Rep. Anthony Weiner: 'The Picture Was of Me and I Sent It'

Texas woman claims risqué online chats and photo swaps with Weiner.

ByABC News
June 6, 2011, 2:34 PM

June 6, 2011— -- Rep. Anthony Weiner of New York said today he has engaged in "several inappropriate" electronic relationships with six women over three years, and that he publicly lied about a photo of himself sent over Twitter to a college student in Seattle over a week ago.

"I take full responsibility for my actions," Weiner said. "The picture was of me, and I sent it."

The announcement came as ABC News prepared to release an interview with Meagan Broussard, a 26-year-old single mother from Texas who provided dozens of photos, emails, Facebook messages and cell phone call logs that she says chronicle a sexually-charged electronic relationship with Weiner that rapidly-evolved for more than a month, starting on April 20, 2011.

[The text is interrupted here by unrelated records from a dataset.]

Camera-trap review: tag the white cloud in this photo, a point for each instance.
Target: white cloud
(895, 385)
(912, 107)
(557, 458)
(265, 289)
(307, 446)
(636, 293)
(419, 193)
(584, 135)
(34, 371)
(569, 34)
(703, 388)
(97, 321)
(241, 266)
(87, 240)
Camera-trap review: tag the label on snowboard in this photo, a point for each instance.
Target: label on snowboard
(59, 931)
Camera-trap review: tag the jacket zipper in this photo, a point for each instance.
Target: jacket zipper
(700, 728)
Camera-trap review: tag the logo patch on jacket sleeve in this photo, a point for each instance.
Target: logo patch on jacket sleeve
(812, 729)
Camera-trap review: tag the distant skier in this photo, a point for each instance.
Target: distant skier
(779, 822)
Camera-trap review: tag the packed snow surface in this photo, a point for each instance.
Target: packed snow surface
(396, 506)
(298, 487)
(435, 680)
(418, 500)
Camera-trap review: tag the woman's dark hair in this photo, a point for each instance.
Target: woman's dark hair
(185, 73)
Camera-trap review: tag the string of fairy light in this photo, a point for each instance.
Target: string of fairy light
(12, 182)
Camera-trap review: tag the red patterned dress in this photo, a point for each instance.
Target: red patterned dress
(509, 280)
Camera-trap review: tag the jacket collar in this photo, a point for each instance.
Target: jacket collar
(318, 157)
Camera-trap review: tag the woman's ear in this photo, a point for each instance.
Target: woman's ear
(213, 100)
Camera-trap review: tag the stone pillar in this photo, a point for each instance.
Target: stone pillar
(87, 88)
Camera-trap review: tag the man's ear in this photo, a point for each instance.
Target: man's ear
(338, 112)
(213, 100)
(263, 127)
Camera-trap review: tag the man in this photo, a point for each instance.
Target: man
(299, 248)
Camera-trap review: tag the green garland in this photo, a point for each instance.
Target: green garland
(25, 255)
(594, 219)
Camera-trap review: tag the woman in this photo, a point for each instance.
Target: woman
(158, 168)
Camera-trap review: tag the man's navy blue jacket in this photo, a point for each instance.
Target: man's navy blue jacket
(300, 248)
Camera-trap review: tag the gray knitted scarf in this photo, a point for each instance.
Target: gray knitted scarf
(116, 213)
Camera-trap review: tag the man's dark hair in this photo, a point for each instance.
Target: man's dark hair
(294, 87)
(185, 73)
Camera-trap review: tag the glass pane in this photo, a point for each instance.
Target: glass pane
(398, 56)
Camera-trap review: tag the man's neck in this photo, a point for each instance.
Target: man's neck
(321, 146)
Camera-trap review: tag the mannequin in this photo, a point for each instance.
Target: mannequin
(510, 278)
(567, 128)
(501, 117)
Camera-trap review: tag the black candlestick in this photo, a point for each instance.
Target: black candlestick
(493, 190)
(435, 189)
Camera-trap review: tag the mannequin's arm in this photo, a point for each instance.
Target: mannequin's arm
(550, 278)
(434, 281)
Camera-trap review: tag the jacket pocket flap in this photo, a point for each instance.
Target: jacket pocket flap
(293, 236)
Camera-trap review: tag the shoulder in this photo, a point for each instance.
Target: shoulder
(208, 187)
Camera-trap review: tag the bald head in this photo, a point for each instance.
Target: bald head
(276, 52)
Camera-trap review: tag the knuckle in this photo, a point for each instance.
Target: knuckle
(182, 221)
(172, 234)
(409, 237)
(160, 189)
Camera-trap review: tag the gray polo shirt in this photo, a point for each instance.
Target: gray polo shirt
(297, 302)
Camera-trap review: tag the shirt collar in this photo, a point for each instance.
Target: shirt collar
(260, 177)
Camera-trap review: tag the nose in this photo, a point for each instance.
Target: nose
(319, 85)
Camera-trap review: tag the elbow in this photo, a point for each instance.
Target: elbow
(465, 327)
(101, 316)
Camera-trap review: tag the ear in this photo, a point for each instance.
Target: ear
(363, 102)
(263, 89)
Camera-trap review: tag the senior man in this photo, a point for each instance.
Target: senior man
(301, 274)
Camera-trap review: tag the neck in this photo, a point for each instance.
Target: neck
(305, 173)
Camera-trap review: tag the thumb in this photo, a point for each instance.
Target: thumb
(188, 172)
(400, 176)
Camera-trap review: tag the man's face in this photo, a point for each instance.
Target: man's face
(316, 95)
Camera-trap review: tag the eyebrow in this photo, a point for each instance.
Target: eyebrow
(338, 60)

View an exclusive slideshow of images obtained by ABC News.

ABC News reached out to Weiner earlier today for comment about his possible ties to Broussard, but he did not respond to requests for an interview. At a press conference later, Weiner confirmed Broussard was one of the women with whom he sexted.

Broussard's story had threatened to expose the secret online life of one of the House Democrats' most popular members, and a man many considered a leading candidate for mayor of New York City.

It also raised new questions about Weiner's explanation for how a photo of a man's groin area ended up on his public Twitter feed on May 27. Today the congressman said he accidentally sent the image to a woman, Gennette Cordova, who was following him on Twitter, as a joke.

"I just chuckled," Broussard, a nursing student, said of her reaction to Weiner's initial response to the Twitter incident. "It would be one thing if he came out and said, 'Hey, so what?' But now he's saying he got hacked?"

Broussard said she received the same photo of a man's crotch on May 18 in an email from a man who she then believed was Weiner.

Weiner told ABC News last week that the Twitter incident was a "prank" on him, but he neither confirmed nor denied at the time that the photo depicted his body. "I am reluctant to say anything definitively about this," he said of the photo.

Broussard, who describes herself as disinterested in politics and previously unaware of Weiner, said that she has never met the congressman in person and doesn't "think he's a bad guy." And, she said, she participated in risque online chats -- as she has done with other men online -- with the man she presumed to be Weiner.

During one flirtatious Facebook chat last month, Broussard said, she issued the man on the other end a challenge.

"I asked him to take a picture and write 'me' on it so I would know," Broussard said in an interview.

The reply, she says, came moments later. Email records provided to ABC News by Broussard show that at 3:08 p.m. on May 5th she received a message from anthonyweiner@aol.com, which is listed as an email address for Weiner on one campaign document found online.

The message included an image of a man, who appears to be Weiner, sporting a tie and a wedding band, holding up the message "me" on a piece of white paper.

"I didn't think it was him," she says. "I thought for sure, 'why would someone in that position be doing this?'"

Broussard said she wanted to come forward now out of concerns for her own image as an aspiring nurse, and that of her 3-year-old daughter, should her identity be leaked online. More than a dozen photos sent by Broussard to anthonyweiner@aol.com and a second account she believed was Weiner's were obtained and licensed from her by ABC News.

"I have my own life, my own things where I'm from and I just wanted to go ahead with them. I thought I could just be private about it, but there's no reason for me to hide," she said. "I didn't do anything wrong. I don't know him. I'm just putting my story out there before anyone else tries to."

Broussard said she confided about her experiences with several close friends, including one with Republican political ties. The man, whom she declined to identify, encouraged her to share her story with Matt Drudge and conservative blogger Andrew Breitbart.